Metagenomic sequencing of the 13C-enriched DNA and binning of the metagenomic data not only provided a better understanding of the metabolic potential of the key functional microbes identified by SIP, Desulfuromonadaceae (e.g. Pelobacter) and Methanococcoides, but also provided an opportunity to elucidate major pathway for methanogenesis from choline in the sediments. There are several possible routes for choline transformation to methane in anaerobic sediments (Fig. 7): (1) direct demethylation of choline to methane (the enzyme responsible has yet to be characterized [11, 21]); (2) TMA formation from choline followed by methanogenesis from TMA, or (3) demethylation of GBT to methane. The occurrence of TMA during the anaerobic degradation of choline in our microcosms (Fig. 1) suggests that direct choline demethylation was not the dominant route for methanogenesis. Instead, our data suggest that choline was initially converted to TMA, which then served as the substrate for methanogenesis. TMA formation from choline can be achieved through either a choline-TMA lyase encoded by cutC or, alternatively, GBT as the intermediate (Fig. 7). We, however, did not observe any significant accumulation of GBT in the microcosms although the method is capable of quantifying GBT, TMA and choline simultaneously [61]. To further support our hypothesis, we compared the relative abundance of key metabolic genes in the un-amended salt-marsh sediment and after choline enrichment. The relative capacity of the microbial community to degrade choline to TMA and subsequently TMA to methane markedly increased after SIP incubations, as evidenced by a substantial increase in relative abundance of both cutC (choline to TMA) and mttB (TMA to methane) (Fig. 6). In contrast, the relative abundance of mtgB, encoding the GBT methyltransferase responsible for direct demethylation of GBT [19], was more abundant before enrichment and showed no response to choline amendment in microcosms, suggesting that GBT was not a major intermediate in methanogenesis from choline.

Fig. 7
figure 7

Currently known pathways for methanogenesis from choline.
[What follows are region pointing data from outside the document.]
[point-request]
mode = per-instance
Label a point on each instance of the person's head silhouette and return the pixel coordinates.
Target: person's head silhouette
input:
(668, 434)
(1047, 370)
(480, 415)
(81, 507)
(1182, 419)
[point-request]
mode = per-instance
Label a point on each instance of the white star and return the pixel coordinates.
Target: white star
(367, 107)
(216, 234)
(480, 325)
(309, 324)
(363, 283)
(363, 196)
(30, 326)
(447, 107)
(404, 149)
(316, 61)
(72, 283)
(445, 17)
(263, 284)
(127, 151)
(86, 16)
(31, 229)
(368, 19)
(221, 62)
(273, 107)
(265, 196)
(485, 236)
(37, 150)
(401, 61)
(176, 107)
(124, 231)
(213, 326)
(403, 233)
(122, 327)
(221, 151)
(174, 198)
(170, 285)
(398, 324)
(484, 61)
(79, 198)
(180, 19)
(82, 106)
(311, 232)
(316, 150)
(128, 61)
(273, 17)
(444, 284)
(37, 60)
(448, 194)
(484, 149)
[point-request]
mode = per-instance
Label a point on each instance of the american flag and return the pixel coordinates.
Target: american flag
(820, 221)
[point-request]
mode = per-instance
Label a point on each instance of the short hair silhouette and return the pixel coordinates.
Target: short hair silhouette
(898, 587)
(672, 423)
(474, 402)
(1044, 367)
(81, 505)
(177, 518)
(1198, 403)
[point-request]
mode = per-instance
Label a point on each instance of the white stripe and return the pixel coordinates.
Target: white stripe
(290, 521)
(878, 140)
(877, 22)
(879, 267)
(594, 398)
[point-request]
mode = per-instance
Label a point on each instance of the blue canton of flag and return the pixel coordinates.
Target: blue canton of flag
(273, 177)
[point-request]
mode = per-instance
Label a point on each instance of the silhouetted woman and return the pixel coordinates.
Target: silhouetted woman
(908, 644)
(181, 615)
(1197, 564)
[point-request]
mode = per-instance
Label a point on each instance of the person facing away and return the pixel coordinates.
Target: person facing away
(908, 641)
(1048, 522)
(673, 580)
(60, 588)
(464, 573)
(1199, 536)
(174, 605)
Choline can be converted to trimethylamine (TMA) by either a bacterial choline-TMA lyase (encoded by cutC [17, 16]) or indirectly through glycine betaine (GBT) as the intermediate. Methanogenesis from TMA by methanogenic Archaea requires the key enzyme, pyrrolysine-containing TMA methyltransferase encoded by mttB [53]. Direct demethylation of choline and GBT can also support methanogenesis and the GBT methyltransferase (mtgB) has been identified very recently [19, 21] whereas genes responsible for direct choline demethylation to methane have not yet been identified [20, 21]

Using a combination of DNA-SIP with 13C2-labelled choline, 16S rRNA gene sequencing and metagenome sequencing we have identified Deltaproteobacteria, of the genera Pelobacter as the major choline-utilizers and TMA producers, whilst the methanogenic Archaea Methanococcoides was also enriched and involved in methane formation from TMA. Metagenome and metabolite data showed a significant enrichment in the choline degradation pathway via TMA to methane and a correlating intermediate release of TMA and a final accumulation of methane in the choline enrichment microcosms. This all indicated that a syntrophic relationship between Bacteria and Archaea was the dominant route for methanogenesis from choline in Stiffkey saltmarsh sediments.